My favorite technical indicator lately is Williams %R. I’ve been writing a lot about it lately saying we should all watch it to be ready to pounce. I was hesitant on Tuesday to believe the 28 day indicator would stay up. On Wednesday I still didn’t see enough of a clean break above Williams %R oversold to make me get over my fear. Today I came to grips with the fact that I should’ve made the move and bought in deeper to the S&P 500 when it was making its initial move on Tuesday.
I almost bought back my long puts on SSO every few hours while I had a profit, but never did and now I have a paper loss. At least I’m still hedged against my short puts. Even after all that I want to see the SPX close above 750 before I am a true believer that this bear market rally has more legs than these three days. Friday will be telling. At a minimum we have a new trading channel forming that could end up being something to follow. On Tuesday the SPX closed above its 10 day moving average. Wednesday it confirmed that wasn’t a fluke. Today it closed above its 20 day moving average. If that holds tomorrow (along with staying above 750), the next target could be the 50 day moving average. I’m waiting to see how tomorrow morning opens to decide if I should open my SSO exposure more. With Williams %R still showing momentum moving higher, the best trade could be not to fight it.

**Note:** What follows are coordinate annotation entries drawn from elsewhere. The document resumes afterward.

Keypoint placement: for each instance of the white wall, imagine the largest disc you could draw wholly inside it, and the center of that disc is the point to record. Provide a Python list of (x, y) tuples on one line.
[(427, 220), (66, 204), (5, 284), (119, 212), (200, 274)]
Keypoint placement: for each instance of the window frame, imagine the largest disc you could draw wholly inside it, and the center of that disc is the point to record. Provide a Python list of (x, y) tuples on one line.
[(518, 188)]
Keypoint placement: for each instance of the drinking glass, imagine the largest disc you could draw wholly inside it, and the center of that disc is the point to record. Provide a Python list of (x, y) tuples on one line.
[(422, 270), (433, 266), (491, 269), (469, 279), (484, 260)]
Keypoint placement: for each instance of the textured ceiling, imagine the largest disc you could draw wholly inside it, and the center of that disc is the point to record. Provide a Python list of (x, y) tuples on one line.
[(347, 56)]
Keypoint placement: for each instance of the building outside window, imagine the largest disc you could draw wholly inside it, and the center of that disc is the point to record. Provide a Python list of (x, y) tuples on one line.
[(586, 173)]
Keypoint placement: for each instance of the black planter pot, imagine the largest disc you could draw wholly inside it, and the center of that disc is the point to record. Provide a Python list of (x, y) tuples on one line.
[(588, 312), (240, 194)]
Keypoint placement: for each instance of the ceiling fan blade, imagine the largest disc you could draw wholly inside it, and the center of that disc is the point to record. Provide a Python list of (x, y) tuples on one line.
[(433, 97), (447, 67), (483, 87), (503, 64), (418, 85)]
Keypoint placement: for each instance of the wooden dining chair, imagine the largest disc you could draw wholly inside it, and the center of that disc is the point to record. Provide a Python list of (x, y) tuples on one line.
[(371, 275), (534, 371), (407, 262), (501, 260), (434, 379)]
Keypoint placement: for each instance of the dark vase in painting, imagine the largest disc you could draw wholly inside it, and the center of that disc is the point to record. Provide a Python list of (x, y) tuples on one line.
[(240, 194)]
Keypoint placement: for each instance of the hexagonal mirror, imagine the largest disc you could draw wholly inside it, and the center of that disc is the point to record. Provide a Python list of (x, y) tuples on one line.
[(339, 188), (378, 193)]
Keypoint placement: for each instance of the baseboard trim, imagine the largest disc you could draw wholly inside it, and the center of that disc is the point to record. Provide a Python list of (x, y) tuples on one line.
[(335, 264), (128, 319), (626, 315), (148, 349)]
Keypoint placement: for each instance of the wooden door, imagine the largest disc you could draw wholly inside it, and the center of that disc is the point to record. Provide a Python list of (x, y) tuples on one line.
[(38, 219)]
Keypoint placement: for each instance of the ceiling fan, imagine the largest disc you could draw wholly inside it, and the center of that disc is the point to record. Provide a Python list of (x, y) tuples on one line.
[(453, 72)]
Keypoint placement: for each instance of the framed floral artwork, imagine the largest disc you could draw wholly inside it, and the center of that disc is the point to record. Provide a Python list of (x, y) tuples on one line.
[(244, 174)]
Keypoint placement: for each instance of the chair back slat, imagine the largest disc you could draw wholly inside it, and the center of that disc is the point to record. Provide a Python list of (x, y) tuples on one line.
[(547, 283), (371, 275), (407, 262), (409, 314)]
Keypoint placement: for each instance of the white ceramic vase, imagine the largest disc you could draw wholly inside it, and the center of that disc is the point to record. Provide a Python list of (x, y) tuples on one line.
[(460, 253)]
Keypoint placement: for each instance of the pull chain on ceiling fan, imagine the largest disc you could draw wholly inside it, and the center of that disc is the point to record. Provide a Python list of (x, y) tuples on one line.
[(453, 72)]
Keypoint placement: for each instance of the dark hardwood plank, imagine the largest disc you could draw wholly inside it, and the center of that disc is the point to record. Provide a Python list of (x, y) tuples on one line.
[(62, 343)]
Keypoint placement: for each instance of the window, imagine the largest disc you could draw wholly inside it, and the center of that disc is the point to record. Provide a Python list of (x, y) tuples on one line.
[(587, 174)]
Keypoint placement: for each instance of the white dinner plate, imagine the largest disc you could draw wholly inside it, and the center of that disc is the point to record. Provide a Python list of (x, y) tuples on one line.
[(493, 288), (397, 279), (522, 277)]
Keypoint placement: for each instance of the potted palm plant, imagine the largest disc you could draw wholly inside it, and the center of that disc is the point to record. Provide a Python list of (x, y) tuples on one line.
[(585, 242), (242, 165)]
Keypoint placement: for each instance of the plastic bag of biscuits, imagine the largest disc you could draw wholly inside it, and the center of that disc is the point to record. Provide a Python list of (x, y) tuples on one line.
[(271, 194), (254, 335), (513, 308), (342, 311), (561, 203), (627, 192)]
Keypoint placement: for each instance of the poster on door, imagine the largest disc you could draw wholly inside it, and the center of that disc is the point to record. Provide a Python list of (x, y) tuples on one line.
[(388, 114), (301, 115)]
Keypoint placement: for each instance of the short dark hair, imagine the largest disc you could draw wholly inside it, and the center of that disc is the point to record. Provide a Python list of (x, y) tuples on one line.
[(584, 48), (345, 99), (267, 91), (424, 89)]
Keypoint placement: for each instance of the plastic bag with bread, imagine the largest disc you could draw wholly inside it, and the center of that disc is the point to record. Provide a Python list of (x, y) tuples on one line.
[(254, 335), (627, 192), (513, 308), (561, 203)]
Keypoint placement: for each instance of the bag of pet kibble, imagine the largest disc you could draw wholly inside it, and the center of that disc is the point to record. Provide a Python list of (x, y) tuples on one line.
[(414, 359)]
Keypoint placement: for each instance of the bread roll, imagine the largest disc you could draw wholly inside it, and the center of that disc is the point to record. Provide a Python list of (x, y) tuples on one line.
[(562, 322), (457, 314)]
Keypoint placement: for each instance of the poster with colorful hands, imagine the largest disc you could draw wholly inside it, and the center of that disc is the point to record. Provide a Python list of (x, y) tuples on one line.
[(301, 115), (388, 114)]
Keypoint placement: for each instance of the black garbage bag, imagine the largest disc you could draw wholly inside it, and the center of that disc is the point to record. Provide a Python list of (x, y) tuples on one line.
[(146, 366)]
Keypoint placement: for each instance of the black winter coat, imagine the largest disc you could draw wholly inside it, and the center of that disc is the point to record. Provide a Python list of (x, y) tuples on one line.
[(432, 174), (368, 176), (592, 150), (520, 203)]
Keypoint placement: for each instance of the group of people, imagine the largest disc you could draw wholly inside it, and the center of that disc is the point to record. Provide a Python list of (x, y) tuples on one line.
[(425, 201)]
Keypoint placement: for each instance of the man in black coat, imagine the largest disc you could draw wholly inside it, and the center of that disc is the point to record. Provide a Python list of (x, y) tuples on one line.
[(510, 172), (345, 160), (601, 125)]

Looks like a good short term indicator. Longer term direction hasn’t been decided in my opinion.
This is certainly a short term indicator. I used 14 and 28 day intervals, so conditions outside of that range are anyone’s guess.
I’m glad to see the S&P 500 rebounding. It could be that the days of great buying opportunities are coming to an end. On the other hand, it’ll be nice to check my 401(k)’s account balance and not want to cry.